Recipes from June 5, 2013

From Herald news servicesJune 5, 2013 

Weekly recipes for June 5, 2013

Rice Krispies Treat Ice Cream

1 pint vanilla ice cream
1/2 cup Marshmallow Fluff
3 Rice Krispies treats (if homemade, about 2-by-3-inches each), cut into small chunks

Add the Fluff and mix until it is swirled through the softened ice cream. Add the chunks of Rice Krispies treats and stir until mixed into the ice cream.


Quadruple Chocolate Eclair Ice Cream

1 pint chocolate ice cream
1/3 cup chocolate fudge sauce
1/3 cup semi-sweet chocolate chips
2 chocolate eclairs, cut into small chunks

Add chocolate fudge sauce and mix. Add chocolate chips and mix again. Gently stir in chunks of eclairs.


Snickerdoodle Red Velvet Ice Cream

1 pint vanilla ice cream
2 large snickerdoodle cookies, broken into chunks
2 frosted red velvet cupcakes, cut into chunks

Add the snickerdoodles and mix well to softened ice cream. Gently stir in the chunks of cupcake.


Fresh Summer Rolls with Spicy Peanut Dipping Sauce

Start to finish: 40 minutes. Makes 16 rolls.

For the dipping sauce:

3/4 cup smooth unsalted natural peanut butter
1/2 cup hoisin sauce
2-3 tablespoons lime or lemon juice, or to taste
2 scallions, white and green parts, coarsely chopped
1 tablespoon low-sodium soy sauce
2 teaspoons sesame oil
Hot sauce, to taste
2 tablespoons water

For the rolls:

1 tablespoon rice vinegar
1/2 teaspoon sugar
Kosher salt
1 cup coarsely shredded carrots
1 cup shredded Napa cabbage
16 8-inch rice paper wrappers
1/2 medium jicama, cut into julienne strips (about 1 cup)
1 cup thinly sliced red bell pepper strips
1 cup blanched and thinly sliced snow peas
32 large fresh mint leaves

To make the dipping sauce, in a food processor or blender combine the peanut butter, hoisin, 2 tablespoons lime juice, the scallions, soy sauce, sesame oil, hot sauce and water. Puree until smooth. Taste and add more lime juice or hot sauce if desired, and additional water if necessary to thin the sauce to a good dipping consistency. Transfer to a bowl and set aside.

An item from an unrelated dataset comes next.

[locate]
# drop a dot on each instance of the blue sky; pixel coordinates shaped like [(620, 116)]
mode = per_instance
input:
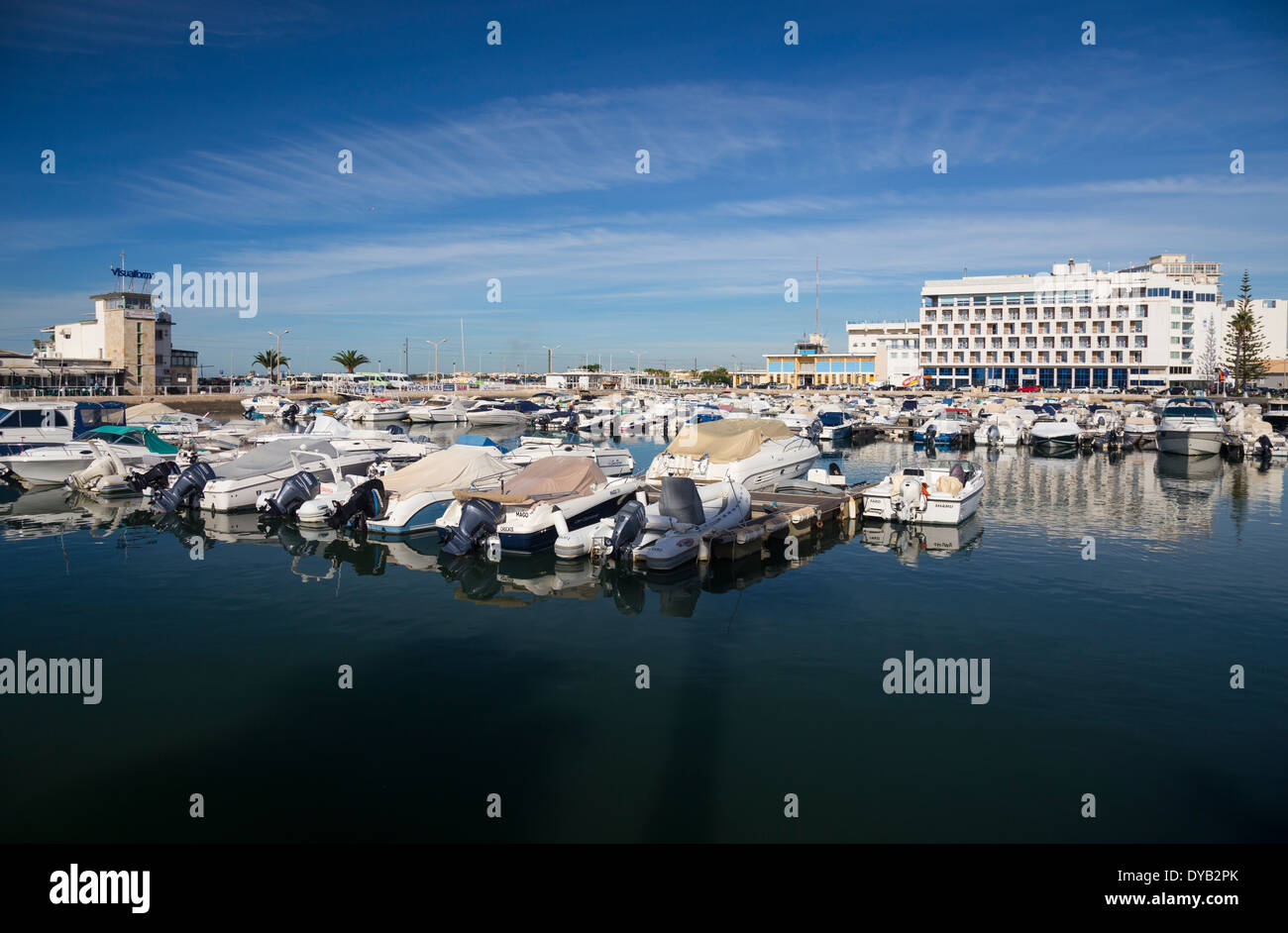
[(518, 162)]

To prepare the rolls, in a small bowl combine the rice vinegar, sugar and a hefty pinch of salt. Whisk until the salt and sugar are dissolved. Add the carrots and cabbage and toss well. Set aside.

Fill a large bowl with hot water. Add 1 rice paper wrapper to the water and let soak for 10 to 15 seconds, or until just barely soft and pliable. Lay the wrapper flat on the counter. In the center of the wrapper, place a small, oblong mound of the carrot-cabbage mixture, then top with a bit each of jicama, bell pepper and snow peas. Top with 2 mint leaves.

To fold the roll, start by folding the right and left sides of the wrapper over the fillings. Next, fold the end closest to you up over the fillings and sides. Holding the roll firmly, roll it away from you until the remaining wrapper is completely rolled up. Transfer the roll, seam side down, to a plate and cover with a damp paper towel. Repeat with the remaining wrappers and fillings.

The vegetable rolls can be made up to 4 hours ahead, covered with a damp paper towel and plastic wrap and chilled. Serve with the dipping sauce.

Nutrition: 140 calories; 60 calories from fat (43 percent of total calories); 7 grams fat (1.5 grams saturated; 0 grams trans fats); 0 milligrams cholesterol; 16 grams carbohydrate; 2 grams fiber; 5 grams sugar; 5 grams protein; 250 milligrams sodium.


Red Wine Vinaigrette

Makes about 1 1/4 cups.

1 clove garlic, pressed
1 teaspoon Dijon mustard
3 ounces red wine vinegar
1/2 teaspoon salt
1 teaspoon sugar
Black pepper, to taste
2 tablespoons chopped parsley or other fresh herbs
6 ounces olive oil

Add garlic and mustard to bowl. Measure in vinegar. Add salt, sugar and pepper. Whisk ingredients together until salt and sugar dissolve. Stir in fresh herbs.

Whisk in oil in a steady stream until well blended. Adjust seasoning to taste for salt and pepper.